J. Robert Sparks, J. Ellis Mundy, Asst. U. S. Attys., James W. Dorsey, U. S. Atty., Atlanta, Ga., for appellee.
Before HUTCHESON, Chief Judge, and HOLMES and RUSSELL, Circuit Judges.
PER CURIAM.
Convicted of a violation of Internal Revenue laws, upon evidence obtained without a warrant of arrest or for search, and sentenced to imprisonment and to pay a fine, defendant has appealed, assigning as fundamental error the denial of his motion to suppress the evidence so obtained.
Conceding that if the action of the court denying the motion was not erroneous, the judgment should be affirmed, appellant is here insisting that it was, and the judgment must be reversed.
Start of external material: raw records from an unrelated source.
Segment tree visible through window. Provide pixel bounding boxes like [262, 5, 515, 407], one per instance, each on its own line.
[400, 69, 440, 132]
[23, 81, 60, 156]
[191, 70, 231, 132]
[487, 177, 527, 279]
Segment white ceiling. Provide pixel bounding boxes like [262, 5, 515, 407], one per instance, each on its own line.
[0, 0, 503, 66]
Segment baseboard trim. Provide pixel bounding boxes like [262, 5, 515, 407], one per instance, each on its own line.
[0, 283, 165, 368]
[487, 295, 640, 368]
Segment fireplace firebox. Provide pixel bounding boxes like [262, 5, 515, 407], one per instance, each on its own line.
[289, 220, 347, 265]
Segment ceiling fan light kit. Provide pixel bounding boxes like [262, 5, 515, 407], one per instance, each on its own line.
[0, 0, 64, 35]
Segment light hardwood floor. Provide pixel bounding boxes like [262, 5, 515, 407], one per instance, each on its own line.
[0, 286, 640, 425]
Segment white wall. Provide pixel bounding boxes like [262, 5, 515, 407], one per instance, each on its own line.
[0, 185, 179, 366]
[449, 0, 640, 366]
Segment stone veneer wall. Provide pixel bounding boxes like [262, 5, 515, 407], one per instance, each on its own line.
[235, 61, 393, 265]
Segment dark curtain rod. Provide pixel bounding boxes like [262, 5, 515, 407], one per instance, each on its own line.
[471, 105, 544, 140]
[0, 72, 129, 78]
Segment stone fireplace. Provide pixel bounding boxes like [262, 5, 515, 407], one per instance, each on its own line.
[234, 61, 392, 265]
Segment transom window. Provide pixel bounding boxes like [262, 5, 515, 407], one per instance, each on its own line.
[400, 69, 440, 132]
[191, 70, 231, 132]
Marshaling the many authorities which hold without varying that a conviction obtained by the use of evidence secured by an unreasonable search may not stand, among them Roberson v. United States, 6 Cir., 165 F.2d 752, where the whole question is thoroughly canvassed and adequately and correctly dealt with, he urges upon us that the undisputed facts of record in connection with the hearing on the motion establish as matter of law that the search was unreasonable and forbidden, the order on the motion was error, and the judgment may not stand.
The United States, showing equal assiduity in searching and analyzing the authorities and equal earnestness in insisting that the motion was correctly denied, urges upon us that the finding that the search was not unreasonable was correct, as matter of law, but, if not, certainly as matter of fact, and the finding and order may not be set aside.
We do not find it necessary to determine, as we are urged to do, that the denial of the motion was demanded as matter of law because we are in no doubt that whether or not this is so, the finding that the search was not unreasonable certainly finds support in the evidence and that the district judge, to whose determination the fact question was properly submitted, Roberson v. United States, supra, had the right under the evidence to find as he did.
Whatever might have been said of this case before the coming down of the decision in United States v. Rabinowitz, 339 U.S. 56, 70 S.Ct. 430, 94 L.Ed. 653, and Brinegar v. United States, 338 U.S. 160, 69 S.Ct. 1302, 93 L.Ed. 1879, we think it clear that, under their teachings and the finding of the district judge, we are bound to hold; that the search was not unreasonable; that it was not error to deny the motion to suppress; and that the judgment must, therefore, be affirmed.